Hoje vou para Resende ao encontro do meu filho, nora e neto. Amanhã subo para a montanha onde não tenho internet e na minha casinha nem o celular funciona.
Levo livros e a minha paixão pela montanha.
Vou desaparecer até o dia 16. Até a volta e de vez em quando me mandem um pensamento bom.

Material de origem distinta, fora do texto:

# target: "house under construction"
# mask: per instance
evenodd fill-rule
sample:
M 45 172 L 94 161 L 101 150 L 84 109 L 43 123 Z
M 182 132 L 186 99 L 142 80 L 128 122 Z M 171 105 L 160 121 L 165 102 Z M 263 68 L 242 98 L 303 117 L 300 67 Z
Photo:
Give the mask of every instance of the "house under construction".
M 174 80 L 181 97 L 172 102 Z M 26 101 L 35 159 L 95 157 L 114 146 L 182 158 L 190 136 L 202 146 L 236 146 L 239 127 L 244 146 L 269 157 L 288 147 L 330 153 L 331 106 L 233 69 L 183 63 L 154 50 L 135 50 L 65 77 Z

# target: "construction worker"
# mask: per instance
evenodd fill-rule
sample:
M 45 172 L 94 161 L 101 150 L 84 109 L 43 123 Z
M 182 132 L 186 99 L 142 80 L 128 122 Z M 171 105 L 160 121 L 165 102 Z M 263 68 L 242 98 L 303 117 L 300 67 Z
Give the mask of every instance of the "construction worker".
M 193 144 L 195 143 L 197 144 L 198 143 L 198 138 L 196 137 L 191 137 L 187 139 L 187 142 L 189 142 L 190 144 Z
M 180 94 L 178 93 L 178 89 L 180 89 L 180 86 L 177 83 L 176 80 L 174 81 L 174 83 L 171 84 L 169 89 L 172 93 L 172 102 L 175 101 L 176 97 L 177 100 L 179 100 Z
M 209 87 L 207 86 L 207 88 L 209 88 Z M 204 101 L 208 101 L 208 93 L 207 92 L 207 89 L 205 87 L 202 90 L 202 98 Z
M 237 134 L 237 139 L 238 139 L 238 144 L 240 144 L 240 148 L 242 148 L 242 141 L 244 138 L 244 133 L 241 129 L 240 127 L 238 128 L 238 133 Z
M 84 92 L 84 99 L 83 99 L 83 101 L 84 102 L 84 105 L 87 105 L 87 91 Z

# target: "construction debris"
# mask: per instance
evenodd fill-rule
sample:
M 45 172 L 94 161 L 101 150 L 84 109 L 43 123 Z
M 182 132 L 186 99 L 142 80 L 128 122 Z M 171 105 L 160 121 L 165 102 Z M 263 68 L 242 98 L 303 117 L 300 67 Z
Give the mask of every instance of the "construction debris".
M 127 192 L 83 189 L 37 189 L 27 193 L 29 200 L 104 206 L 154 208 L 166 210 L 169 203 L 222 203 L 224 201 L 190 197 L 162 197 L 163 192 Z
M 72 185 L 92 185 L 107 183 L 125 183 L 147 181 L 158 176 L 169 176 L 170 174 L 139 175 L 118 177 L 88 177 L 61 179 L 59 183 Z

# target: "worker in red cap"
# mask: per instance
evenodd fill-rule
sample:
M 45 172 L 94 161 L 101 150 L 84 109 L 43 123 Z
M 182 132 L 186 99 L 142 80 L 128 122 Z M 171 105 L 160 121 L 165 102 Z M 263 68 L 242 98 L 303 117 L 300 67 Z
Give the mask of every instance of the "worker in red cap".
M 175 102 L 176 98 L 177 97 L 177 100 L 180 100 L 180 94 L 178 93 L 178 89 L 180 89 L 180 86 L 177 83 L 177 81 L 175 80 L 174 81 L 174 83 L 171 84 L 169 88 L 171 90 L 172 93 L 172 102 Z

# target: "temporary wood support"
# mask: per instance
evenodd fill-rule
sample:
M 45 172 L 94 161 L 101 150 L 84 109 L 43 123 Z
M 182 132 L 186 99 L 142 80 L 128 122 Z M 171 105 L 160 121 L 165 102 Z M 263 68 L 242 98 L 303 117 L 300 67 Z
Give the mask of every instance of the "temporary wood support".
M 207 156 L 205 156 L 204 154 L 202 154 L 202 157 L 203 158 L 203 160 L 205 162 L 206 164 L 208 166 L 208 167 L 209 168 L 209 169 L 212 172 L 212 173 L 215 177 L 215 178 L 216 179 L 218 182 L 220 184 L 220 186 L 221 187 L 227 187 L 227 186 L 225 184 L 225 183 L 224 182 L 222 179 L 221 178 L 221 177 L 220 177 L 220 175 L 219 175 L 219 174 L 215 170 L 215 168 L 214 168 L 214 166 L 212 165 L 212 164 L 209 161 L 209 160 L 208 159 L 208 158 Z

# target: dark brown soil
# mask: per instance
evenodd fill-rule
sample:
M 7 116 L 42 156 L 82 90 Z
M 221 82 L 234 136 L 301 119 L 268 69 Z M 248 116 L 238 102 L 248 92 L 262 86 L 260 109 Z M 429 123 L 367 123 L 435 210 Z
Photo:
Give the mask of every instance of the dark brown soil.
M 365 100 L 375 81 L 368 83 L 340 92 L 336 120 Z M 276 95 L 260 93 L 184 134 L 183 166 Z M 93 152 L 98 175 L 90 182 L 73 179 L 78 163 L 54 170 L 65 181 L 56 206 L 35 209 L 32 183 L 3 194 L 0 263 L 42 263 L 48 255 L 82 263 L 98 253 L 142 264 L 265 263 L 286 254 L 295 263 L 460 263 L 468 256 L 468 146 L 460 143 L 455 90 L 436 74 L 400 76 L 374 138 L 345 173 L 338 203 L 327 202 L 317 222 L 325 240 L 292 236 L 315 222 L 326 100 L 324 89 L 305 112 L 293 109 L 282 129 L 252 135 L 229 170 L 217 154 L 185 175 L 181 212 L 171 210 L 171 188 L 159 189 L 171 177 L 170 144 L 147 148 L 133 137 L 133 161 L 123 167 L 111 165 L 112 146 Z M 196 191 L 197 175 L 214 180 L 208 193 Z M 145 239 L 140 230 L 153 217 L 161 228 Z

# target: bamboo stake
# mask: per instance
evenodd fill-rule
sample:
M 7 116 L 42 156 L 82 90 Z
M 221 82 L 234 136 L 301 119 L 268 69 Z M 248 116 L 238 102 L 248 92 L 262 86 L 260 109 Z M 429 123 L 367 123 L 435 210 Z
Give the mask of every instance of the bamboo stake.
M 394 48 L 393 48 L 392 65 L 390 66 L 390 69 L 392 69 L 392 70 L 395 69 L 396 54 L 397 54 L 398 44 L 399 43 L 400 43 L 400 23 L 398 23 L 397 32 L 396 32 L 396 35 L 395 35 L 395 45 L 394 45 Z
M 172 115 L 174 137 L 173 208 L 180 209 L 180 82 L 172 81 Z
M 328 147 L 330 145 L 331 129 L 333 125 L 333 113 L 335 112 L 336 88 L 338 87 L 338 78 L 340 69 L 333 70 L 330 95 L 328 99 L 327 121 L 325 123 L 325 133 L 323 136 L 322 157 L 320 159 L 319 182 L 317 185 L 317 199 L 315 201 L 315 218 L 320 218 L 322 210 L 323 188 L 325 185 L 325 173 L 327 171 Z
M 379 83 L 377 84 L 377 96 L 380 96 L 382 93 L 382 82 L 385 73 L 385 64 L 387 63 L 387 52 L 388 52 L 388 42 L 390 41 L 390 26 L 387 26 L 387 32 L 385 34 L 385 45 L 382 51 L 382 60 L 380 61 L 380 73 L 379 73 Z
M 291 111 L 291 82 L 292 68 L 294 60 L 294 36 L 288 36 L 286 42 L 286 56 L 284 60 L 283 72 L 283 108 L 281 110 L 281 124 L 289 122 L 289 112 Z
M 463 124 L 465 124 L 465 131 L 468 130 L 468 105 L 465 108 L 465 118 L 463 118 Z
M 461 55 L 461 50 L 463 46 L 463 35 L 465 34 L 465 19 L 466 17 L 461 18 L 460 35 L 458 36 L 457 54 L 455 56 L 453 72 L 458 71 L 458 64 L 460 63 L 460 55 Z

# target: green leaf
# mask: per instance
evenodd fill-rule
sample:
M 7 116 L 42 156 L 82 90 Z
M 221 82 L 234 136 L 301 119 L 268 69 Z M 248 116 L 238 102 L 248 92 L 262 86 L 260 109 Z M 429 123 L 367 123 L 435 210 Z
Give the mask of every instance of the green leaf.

segunda-feira, 29 de junho de 2015

FRUTOS DIÁFANOS

Recebo de presente o belo livro de poesia de Alfredo Garcia-Bragança.
Seus frutos diáfanos que nosso olhar atravessa e sua sombra, o que dá peso e consistência ao poema . A sombra da memória que todos carregamos, o invólucro dos nossos ossos, os gestos repetidos de algum antepassado, o que se viveu e que se leva nos bolsos feito migalhas de pão para alimentar os pássaros, para alimentar a vida.

O PESO DA MEMÓRIA

Carrego em cima dos ombros
o peso dessa memória
repleta de odores e
sabores do tempo e quando.

Carrego em cima dos ombros
o peso dessa memória:
ectoplasmas de pijama
andam nas ruas-lembranças.

Eu carrego nas retinas
o peso dessa memória:
nas esquinas do que eu fui
dessoterrados desejos.
Eu carrego nas retinas
o peso dessa memória:
olhares varrem quintais
do "paraíso perdido".

Eu carrego pela vida
o peso desa memória,
umbigo solto no mundo,
à espera de ser história.

in Frutos Diáfanos, Alfredo Garcia-Bragança, Obra premiada pelo Instituto de Artes do Pará, Prêmio Max Martins, INP
 

domingo, 28 de junho de 2015

MONIQUE&MONICA

Monique, minha nova amiga francesa, que chegou até a minha casa pelas mãos da minha grande amiga Monica, chegou para ficar, embora tenha partido hoje de volta para o Rio.
Monique faz o trabalho mais belo do mundo. Ela escolheu um país na Africa, Burkina Faso, neste país ela escolheu uma cidadezinha , neste lugar ela escolheu um povoado onde não existe nada, nem água nem luz, pouquíssima comida. Eles basicamente se alimentam de "mil", um cereal que não existe aqui.A pobreza é absoluta. Ela perguntou no povoado o que eles gostariam e ela ela tentaria recursos para fazer. Uma escola, eles responderam. Eles disseram que eram analfabetos e gostariam que seus filhos soubessem ler e escrever.
Ela voltou para a França , buscou associações e finalmente conseguiu recursos na Suíça.
A primeira escola foi construída. Agora ficou pronta a segunda escola.
As aulas são no idioma deles e quando já estão alfabetizados começam a estudar também em francês.
Monique passa três meses por ano neste lugar.
Depois da escola eles disseram que gostariam de ter algumas cabras.
Monique conseguiu recursos para comprar algumas cabras e construir seus cercados.
Ela fez uma campanha para as cabras e teve muito êxito.
Agora as crianças podem beber leite de cabra.
Agora Monique quer construir uma terceira escola para fazer um maternal.
Conhecer alguém assim é o maior presente que eu poderia receber.
Fazer alguma coisa pelo outro, doar algo do que temos para quem tem tão pouco, isso faz com que a vida realmente adquira um sentido.
Ela ficou encantada com a Escola de Magé , Magid Repani, que veio aqui para o Café, Pão e Poesia.  Ela contou a sua experiência para as crianças.
Conversamos muito e nós duas pensamos igual: não podemos mudar o mundo, mas podemos trabalhar no pequeno. Eu dei de presente para as crianças de Magé um dia maravilhoso para a sua memória. Cada criança foi tocada.  Monique conseguiu fazer uma escola num povoado perdido em Burkina Faso. Os adultos lhe disseram: Você salvou nossos filhos da escravidão. Agora eles sabem ler.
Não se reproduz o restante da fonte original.